Auction Catalogue

27 & 28 February 2019

Starting at 10:00 AM

.

Orders, Decorations, Medals and Militaria

Live Online Auction

Download Images

Lot

№ 120

.

27 February 2019

Hammer Price:
£700

A Great War M.M. awarded to Private A. B. Eschle, West Yorkshire Regiment, who was killed in action on the first day of the Battle of the Somme, 1 July 1916, when his unit - the 15th Battalion (1st Leeds Pals) - suffered 528 casualties

Military Medal, G.V.R. (15-312 Pte. A. B. Eschle, 15/W. York. R.), and further privately engraved after the regiment ‘May 23rd 1916’, good very fine £320-360

M.M. London Gazette 28 July 1917.

Arthur Bertrand Eschle was born in Aberdare, Glamorgan, Wales in September 1881, the ninth of eleven children to Felix and Hannah Eschle. His father was of German extraction and ran a jewellery and clock making business in Aberdare.

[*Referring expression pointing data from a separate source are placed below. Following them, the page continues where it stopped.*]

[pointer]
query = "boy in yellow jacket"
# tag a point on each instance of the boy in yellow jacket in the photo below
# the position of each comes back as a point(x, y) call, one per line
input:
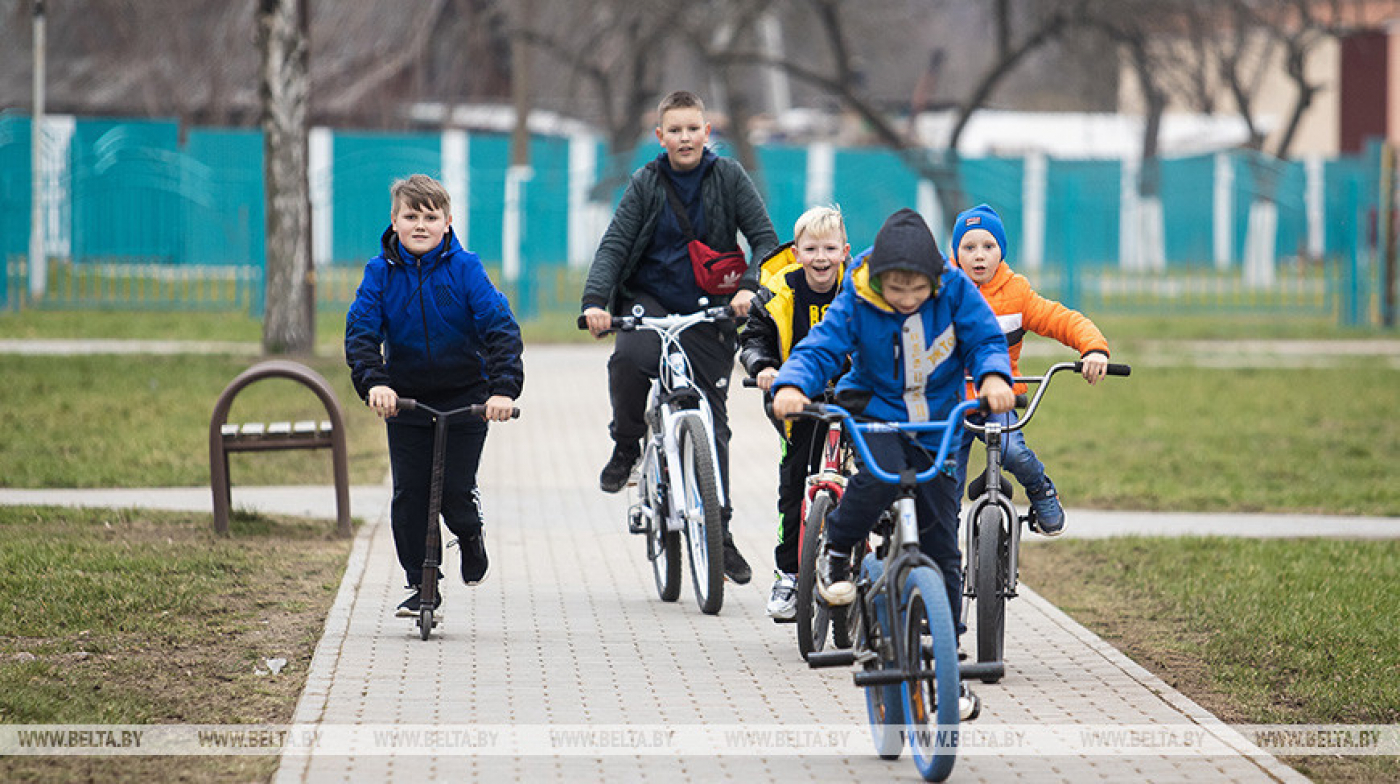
point(980, 249)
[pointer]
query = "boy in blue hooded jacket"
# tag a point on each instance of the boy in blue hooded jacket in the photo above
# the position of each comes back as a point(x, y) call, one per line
point(910, 325)
point(429, 324)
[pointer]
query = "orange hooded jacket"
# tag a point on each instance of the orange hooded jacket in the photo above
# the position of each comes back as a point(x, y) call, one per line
point(1021, 310)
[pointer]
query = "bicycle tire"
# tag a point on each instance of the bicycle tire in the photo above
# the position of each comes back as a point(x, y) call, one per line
point(662, 546)
point(924, 602)
point(884, 704)
point(991, 581)
point(704, 534)
point(814, 616)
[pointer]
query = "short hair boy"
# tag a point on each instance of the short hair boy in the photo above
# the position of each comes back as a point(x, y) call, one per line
point(980, 248)
point(800, 283)
point(643, 261)
point(427, 324)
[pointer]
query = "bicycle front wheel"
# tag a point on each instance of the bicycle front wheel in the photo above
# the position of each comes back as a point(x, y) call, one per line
point(991, 581)
point(662, 546)
point(699, 501)
point(931, 690)
point(884, 704)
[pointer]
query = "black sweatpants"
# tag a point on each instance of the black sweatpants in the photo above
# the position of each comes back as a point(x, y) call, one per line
point(410, 458)
point(633, 364)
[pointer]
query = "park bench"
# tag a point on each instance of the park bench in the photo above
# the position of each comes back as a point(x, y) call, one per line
point(226, 437)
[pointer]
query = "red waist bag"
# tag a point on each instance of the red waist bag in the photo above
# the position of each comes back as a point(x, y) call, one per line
point(716, 272)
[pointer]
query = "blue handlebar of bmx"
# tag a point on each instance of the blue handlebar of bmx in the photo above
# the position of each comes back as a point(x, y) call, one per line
point(858, 429)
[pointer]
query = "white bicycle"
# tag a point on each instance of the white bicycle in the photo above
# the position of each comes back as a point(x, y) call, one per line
point(679, 490)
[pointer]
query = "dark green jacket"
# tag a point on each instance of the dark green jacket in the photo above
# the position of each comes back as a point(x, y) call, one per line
point(731, 206)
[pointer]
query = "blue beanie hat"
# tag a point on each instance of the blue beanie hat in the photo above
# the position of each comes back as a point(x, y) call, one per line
point(983, 217)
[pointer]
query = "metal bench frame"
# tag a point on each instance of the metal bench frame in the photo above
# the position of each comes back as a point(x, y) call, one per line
point(244, 438)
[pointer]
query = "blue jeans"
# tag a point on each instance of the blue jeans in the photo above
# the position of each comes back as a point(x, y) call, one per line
point(935, 503)
point(1015, 455)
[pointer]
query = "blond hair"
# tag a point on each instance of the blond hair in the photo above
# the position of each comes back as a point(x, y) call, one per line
point(821, 221)
point(679, 100)
point(419, 192)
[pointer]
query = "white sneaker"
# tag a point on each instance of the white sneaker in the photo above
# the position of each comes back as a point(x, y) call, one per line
point(969, 704)
point(783, 601)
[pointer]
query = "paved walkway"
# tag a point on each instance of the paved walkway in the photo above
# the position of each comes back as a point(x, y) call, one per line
point(560, 664)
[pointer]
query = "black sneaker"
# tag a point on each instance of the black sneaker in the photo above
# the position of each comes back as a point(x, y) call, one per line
point(473, 559)
point(619, 466)
point(735, 567)
point(833, 577)
point(409, 606)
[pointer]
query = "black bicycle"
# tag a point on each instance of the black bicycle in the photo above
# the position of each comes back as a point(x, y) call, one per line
point(427, 585)
point(993, 531)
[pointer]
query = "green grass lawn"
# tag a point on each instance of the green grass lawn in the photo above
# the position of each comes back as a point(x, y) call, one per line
point(1259, 632)
point(119, 616)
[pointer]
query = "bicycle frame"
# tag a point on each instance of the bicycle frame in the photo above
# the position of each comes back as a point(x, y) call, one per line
point(672, 392)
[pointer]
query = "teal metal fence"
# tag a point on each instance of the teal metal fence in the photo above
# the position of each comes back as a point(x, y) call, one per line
point(150, 217)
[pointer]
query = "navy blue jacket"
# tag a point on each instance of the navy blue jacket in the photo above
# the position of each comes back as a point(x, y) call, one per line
point(910, 367)
point(445, 332)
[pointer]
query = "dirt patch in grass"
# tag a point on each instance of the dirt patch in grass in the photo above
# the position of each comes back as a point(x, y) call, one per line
point(189, 647)
point(1150, 630)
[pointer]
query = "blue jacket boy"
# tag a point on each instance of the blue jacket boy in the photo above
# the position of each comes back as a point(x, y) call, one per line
point(912, 326)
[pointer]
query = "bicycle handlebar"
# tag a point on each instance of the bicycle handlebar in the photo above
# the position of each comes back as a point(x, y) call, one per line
point(475, 409)
point(1043, 382)
point(627, 324)
point(858, 429)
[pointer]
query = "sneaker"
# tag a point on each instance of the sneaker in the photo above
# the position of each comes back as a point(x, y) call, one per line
point(735, 567)
point(409, 606)
point(783, 601)
point(1046, 513)
point(619, 466)
point(833, 577)
point(969, 704)
point(473, 559)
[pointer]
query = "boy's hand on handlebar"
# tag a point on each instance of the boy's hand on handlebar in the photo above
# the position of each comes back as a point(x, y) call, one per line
point(499, 408)
point(599, 321)
point(997, 392)
point(788, 401)
point(1094, 366)
point(766, 378)
point(382, 401)
point(739, 303)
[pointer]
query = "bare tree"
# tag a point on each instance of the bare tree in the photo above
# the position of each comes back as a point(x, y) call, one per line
point(289, 321)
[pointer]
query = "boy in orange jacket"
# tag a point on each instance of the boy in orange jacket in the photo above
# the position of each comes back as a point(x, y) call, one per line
point(980, 249)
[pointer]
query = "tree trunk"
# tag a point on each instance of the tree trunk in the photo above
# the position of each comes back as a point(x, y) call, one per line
point(289, 319)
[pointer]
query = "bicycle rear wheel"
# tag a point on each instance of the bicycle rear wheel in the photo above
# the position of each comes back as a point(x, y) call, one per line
point(662, 546)
point(924, 602)
point(884, 704)
point(700, 506)
point(814, 616)
point(993, 541)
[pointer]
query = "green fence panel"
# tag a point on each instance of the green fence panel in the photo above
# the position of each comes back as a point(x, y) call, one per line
point(781, 179)
point(1082, 205)
point(14, 189)
point(226, 221)
point(489, 156)
point(870, 185)
point(363, 168)
point(1189, 210)
point(126, 192)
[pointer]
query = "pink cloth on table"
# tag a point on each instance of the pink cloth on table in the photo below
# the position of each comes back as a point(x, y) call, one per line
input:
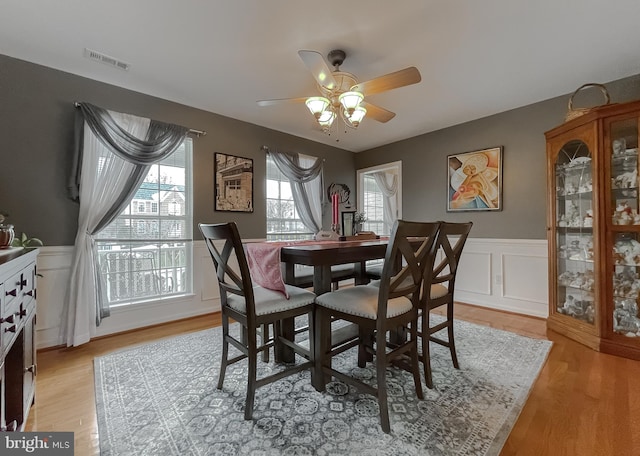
point(263, 259)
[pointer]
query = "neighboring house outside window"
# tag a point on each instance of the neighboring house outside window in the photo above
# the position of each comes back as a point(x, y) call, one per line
point(283, 222)
point(373, 207)
point(146, 252)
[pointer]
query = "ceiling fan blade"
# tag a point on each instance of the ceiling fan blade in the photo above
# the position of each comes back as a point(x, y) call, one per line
point(280, 101)
point(389, 81)
point(377, 113)
point(319, 69)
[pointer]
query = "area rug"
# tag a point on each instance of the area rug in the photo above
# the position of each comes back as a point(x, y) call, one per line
point(161, 399)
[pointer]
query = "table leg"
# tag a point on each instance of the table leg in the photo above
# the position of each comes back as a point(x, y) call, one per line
point(361, 273)
point(321, 279)
point(285, 354)
point(321, 344)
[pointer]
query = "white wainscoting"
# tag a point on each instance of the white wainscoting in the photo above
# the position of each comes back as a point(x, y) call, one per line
point(506, 274)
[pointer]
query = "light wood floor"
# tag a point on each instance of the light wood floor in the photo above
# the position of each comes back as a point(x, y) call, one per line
point(583, 402)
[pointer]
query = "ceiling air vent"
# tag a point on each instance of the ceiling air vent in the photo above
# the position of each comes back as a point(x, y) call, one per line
point(103, 58)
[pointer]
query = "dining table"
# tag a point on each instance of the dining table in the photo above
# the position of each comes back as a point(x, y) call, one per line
point(321, 255)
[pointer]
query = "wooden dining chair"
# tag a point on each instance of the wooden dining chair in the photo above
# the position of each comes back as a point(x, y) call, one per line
point(377, 309)
point(438, 290)
point(253, 307)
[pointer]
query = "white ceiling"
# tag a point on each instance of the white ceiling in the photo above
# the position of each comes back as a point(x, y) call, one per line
point(476, 58)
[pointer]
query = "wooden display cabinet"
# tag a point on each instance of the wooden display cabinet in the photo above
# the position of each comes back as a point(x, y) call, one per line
point(593, 223)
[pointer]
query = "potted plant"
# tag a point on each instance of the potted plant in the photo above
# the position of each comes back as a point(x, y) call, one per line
point(25, 241)
point(6, 232)
point(358, 219)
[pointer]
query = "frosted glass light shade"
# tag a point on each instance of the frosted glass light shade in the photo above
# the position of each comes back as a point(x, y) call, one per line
point(317, 105)
point(326, 119)
point(350, 101)
point(357, 116)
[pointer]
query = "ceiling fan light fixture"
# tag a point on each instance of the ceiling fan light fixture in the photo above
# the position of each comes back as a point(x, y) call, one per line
point(317, 105)
point(357, 116)
point(326, 119)
point(350, 100)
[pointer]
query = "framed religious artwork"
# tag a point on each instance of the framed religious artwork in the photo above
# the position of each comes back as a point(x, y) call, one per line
point(233, 183)
point(474, 181)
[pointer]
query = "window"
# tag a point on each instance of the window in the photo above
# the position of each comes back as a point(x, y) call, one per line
point(373, 206)
point(372, 201)
point(147, 254)
point(283, 222)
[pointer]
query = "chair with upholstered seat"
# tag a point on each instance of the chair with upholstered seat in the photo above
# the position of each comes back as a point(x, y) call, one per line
point(438, 291)
point(378, 309)
point(254, 307)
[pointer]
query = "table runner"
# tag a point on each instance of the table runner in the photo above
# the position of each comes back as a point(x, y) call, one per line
point(264, 262)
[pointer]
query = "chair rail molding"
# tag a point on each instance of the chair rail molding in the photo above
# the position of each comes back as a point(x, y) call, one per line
point(504, 274)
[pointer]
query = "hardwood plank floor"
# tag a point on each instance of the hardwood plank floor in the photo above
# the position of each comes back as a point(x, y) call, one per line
point(583, 402)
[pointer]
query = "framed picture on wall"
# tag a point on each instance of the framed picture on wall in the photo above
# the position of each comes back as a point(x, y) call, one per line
point(474, 181)
point(233, 183)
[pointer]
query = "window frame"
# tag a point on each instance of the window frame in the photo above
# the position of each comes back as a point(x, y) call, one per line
point(363, 172)
point(167, 279)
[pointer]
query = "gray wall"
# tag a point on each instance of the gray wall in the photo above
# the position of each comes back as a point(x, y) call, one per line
point(36, 128)
point(520, 132)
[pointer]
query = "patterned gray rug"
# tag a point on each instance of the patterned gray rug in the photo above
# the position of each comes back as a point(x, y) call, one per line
point(161, 399)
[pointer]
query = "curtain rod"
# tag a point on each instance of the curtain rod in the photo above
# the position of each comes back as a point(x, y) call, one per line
point(191, 130)
point(266, 149)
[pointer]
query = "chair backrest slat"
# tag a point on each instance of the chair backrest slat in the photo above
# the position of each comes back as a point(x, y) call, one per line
point(229, 280)
point(447, 268)
point(410, 251)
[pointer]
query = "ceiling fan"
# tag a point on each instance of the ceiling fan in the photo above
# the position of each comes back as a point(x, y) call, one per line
point(341, 95)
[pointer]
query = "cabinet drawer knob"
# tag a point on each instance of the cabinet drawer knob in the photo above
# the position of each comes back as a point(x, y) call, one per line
point(11, 427)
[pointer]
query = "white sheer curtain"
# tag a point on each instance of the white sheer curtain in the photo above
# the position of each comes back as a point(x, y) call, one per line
point(305, 175)
point(389, 191)
point(103, 177)
point(313, 189)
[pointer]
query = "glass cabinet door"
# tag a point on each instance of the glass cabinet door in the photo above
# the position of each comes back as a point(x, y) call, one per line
point(626, 231)
point(574, 232)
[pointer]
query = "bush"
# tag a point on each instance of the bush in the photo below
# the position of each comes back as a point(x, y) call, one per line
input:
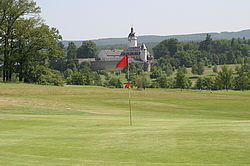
point(44, 76)
point(76, 79)
point(115, 82)
point(164, 82)
point(67, 73)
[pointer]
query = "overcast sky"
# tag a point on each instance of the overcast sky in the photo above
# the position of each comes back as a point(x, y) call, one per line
point(93, 19)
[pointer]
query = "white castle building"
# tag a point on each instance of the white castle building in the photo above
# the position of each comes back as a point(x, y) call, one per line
point(135, 52)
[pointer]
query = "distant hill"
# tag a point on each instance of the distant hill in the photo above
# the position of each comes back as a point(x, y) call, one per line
point(157, 39)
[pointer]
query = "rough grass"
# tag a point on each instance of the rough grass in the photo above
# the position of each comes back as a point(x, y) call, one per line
point(77, 125)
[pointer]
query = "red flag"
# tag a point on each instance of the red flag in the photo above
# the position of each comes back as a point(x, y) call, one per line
point(123, 62)
point(127, 85)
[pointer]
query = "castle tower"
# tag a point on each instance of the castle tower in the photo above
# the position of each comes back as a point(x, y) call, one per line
point(132, 39)
point(144, 53)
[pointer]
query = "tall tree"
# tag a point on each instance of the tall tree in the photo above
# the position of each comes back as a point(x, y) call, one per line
point(224, 78)
point(10, 12)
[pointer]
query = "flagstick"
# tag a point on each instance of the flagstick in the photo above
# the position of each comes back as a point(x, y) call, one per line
point(129, 99)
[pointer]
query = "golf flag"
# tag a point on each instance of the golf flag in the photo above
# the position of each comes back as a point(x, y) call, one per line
point(127, 85)
point(123, 62)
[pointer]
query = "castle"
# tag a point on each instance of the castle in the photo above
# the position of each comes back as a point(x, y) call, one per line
point(136, 53)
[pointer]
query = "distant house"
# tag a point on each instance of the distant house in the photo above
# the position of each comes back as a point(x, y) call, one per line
point(135, 52)
point(110, 55)
point(80, 60)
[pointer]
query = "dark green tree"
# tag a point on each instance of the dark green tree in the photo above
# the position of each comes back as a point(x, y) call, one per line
point(181, 81)
point(224, 78)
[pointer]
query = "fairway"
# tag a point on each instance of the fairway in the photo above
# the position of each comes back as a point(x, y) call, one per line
point(89, 126)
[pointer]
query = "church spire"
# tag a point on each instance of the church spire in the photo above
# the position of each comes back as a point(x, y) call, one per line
point(132, 39)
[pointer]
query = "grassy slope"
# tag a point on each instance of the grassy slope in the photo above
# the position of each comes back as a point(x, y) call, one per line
point(43, 125)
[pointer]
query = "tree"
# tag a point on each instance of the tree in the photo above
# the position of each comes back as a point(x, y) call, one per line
point(224, 78)
point(142, 81)
point(76, 79)
point(166, 48)
point(181, 81)
point(35, 43)
point(71, 51)
point(215, 69)
point(115, 82)
point(10, 12)
point(165, 82)
point(242, 80)
point(88, 49)
point(205, 83)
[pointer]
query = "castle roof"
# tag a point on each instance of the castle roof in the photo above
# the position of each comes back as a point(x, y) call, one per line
point(132, 33)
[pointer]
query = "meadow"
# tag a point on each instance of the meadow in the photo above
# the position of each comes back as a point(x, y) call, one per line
point(89, 126)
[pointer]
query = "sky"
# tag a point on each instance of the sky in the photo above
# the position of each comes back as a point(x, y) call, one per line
point(95, 19)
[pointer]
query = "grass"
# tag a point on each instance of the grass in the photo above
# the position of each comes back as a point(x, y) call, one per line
point(79, 125)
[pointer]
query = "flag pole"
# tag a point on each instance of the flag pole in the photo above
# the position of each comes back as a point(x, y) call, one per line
point(129, 98)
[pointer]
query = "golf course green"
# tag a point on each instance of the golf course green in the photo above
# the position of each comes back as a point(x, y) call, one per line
point(89, 126)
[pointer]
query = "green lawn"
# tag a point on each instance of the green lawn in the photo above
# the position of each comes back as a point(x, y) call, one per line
point(77, 125)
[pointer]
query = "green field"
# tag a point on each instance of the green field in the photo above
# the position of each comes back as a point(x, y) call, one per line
point(81, 126)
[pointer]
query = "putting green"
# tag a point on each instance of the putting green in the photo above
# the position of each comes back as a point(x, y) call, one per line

Eschle appears to have served in the Boer War, prior to re-enlisting at Leeds Town Hall on the outbreak of hostilities in 1914. Assigned to the 15th Battalion (1st Leeds Pals), he was one of 528 men from his unit who were either killed or wounded in the attack on Serre on 1 July 1916, the majority being cut down by machine-gun fire in No Man’s Land. As Private R. N. Bell, also of the 1st Leeds Pals, recalled:
‘The trench was almost blocked with dead and wounded. One of the latter with both legs shattered was screaming in agony but, scrambling my way a little farther along in the blown-in remains of the trench, I realised that I was now entirely alone. For some time I remained in the ruins of one of the bays, accompanied only by the corpse of a man in No. 6 Platoon and a mole, disturbed from its burrow by a shell.’ (
The First Day of the Somme, by Martin Middlebrook refers.).

Eschle is buried in Serre Road Cemetery No. 1, France.